Despite high numbers turning up in the surveys, some fishermen have reported seeing the opposite out on the fishing grounds. During the North Pacific council’s deliberations in December, two groups submitted public comments asking the council to keep the TAC at the current level because of concerns about the sustainability of the stock into the future.
Sablefish can be long-lived — the maximum recorded age is 94 years old, according to the National Marine Fisheries Service — with 40-year-old fish caught frequently in the commercial sector. They mature at approximately 5 to 7 years old, spawning annually after that, according to the Alaska Department of Fish and Game.
The Alaska Longline Fishermen’s Association, a group of stakeholders in the small-boat longline fleet, requested the council set the 2019 TAC equal to 2018. Because of the concern about the uncertainty of the incoming age class and the decline of mature spawning biomass, the group asked the council to limit increases to fishing for the coming year.

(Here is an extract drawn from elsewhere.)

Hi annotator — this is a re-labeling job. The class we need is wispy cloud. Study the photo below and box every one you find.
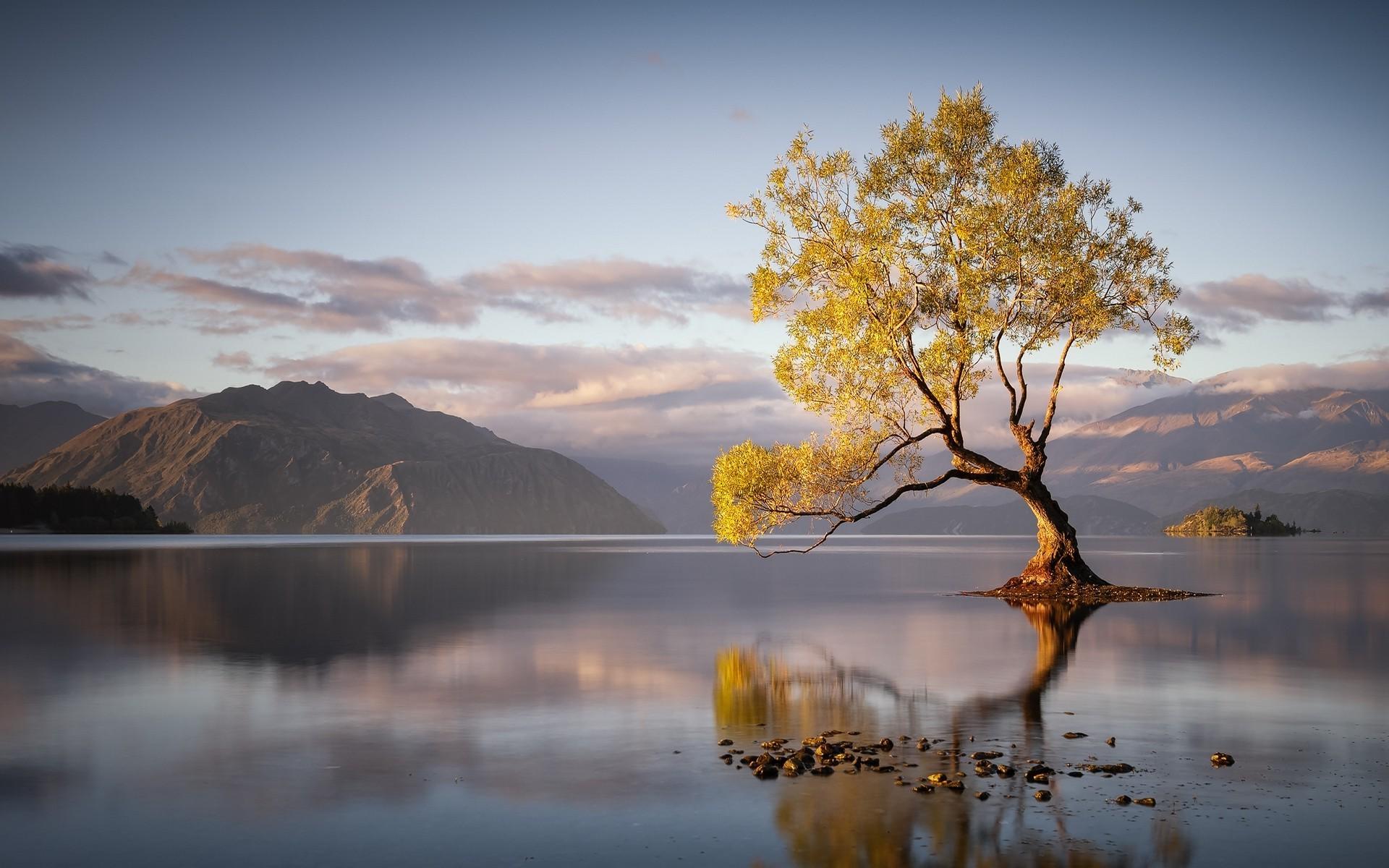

The North Pacific Fisheries Association, a commercial stakeholder group based in Homer, raised similar concerns in a letter to the council. Erik Velsko, a board member, said the catch per unit of effort where he fishes out of Homer has recently increased significantly, even in areas that were historically excellent fishing grounds. Other fishermen have said they’re seeing large numbers of juvenile sablefish, he said.
“I think it’s true, that age class is there, it’s just a question of whether those fish are going to grow up enough (to be part of the spawning biomass),” he said.
One of the major issues the council and fishermen are still dealing with in the sablefish fishery, though, is whale depredation. Longliners have long been frustrated by orcas and sperm whales arriving as they begin hauling in lines and stripping the fish from their hooks, causing them to lose hours of effort and thousands of dollars.
The federal surveys and recommendations account for whale depredation as part of the fishery now — based on existing data, researchers estimated the total whale depredation on the fishery in Alaska at 371 metric tons, according to the 2017 survey.
To combat the problem, some fishermen have begun switching to using pots to catch sablefish instead, which the whales reportedly have not been able to break into yet.